Children of Denial

photo of Larry Grant
Elder Larry Grant

with Elder Larry Grant

  • Elder-in-Residence, First Nations House of Learning, UBC
  • Language and cultural consultant, Musqueam Nation

21 March 2016
at the University of Victoria

During this talk, Elder Larry Grant will reflect on his challenges growing up of Musqueam and Chinese ancestry. He will discuss how self-respect, identity, and human rights have been denied to Indigenous children through government legislation, and how social issues such as these continue to exist today.

The official trailer for All Our Father’s Relations, a documentary film that he is participating in along with his siblings, will be screened as well.   

About Larry Grant

Elder Larry Grant was born and raised in Musqueam traditional territory by a traditional hən̓q̓əmin̓əm̓ speaking Musqueam family. Larry’s father came from the Guangdong province of China, and worked on one of the Chinese market gardens formerly at Musqueam Indian Reserve 2. After 4 decades as a tradesman, Larry enrolled in the First Nations and Endangered Languages Program at UBC, which awoke his memory of the embedded value that the hən̓q̓əmin̓əm̓ language has to self-identity, kinship, culture, territory, and history prior to European contact. He is presently assisting in revitalizing hən̓q̓əmin̓əm̓ in the Musqueam Language and Culture Department, and co-teaching the introductory hən̓q̓əmin̓əm̓ course as an Adjunct Professor in the First Nations and Endangered Languages Program.

Larry is the Elder-in-Residence at UBC’s First Nations House of Learning. He is a Faculty Fellow at St. John’s College, and the inaugural Honorary Life Fellow for Green College. In 2010, he received the Alumni Award of Distinction from Vancouver Community College, and in 2014, he became an Honorary Graduate from UBC’s Native Indian Teacher Education Program.

Presented in Memory of Neil Burton (1941-2010)

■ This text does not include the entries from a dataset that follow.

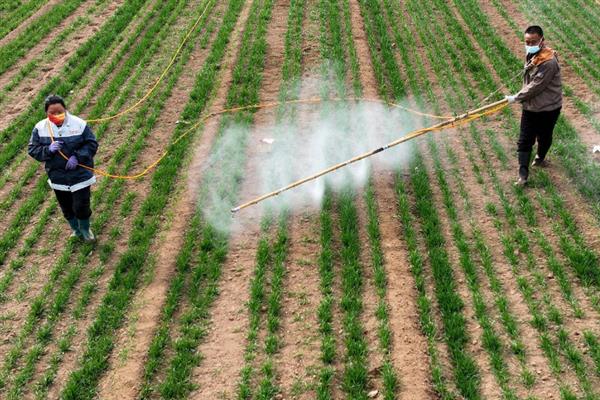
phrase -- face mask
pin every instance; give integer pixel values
(533, 49)
(57, 119)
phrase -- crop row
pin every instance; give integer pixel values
(521, 238)
(567, 146)
(14, 50)
(27, 209)
(101, 219)
(18, 14)
(146, 224)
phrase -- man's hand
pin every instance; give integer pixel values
(71, 163)
(55, 146)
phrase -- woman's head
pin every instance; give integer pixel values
(55, 108)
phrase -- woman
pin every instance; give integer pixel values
(64, 133)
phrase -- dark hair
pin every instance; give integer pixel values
(53, 99)
(535, 29)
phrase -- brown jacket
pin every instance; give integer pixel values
(542, 87)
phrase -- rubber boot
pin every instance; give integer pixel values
(84, 228)
(524, 157)
(75, 228)
(539, 162)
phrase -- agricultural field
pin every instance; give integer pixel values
(422, 272)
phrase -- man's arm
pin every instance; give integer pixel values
(541, 80)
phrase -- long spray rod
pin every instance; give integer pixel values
(458, 120)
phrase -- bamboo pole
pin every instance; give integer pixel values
(458, 120)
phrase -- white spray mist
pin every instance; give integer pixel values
(322, 135)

A long-time advocate for closer Asia-Canada relations, Neil went to China as part of the first Canada-China student exchange in 1973. He lived in China for eight years and then in Japan for eighteen years before returning to Canada in 1990. Neil taught at Sophia University, the University of Toronto and at UVic. A commemorative fund has been established in honour of Neil’s many contributions.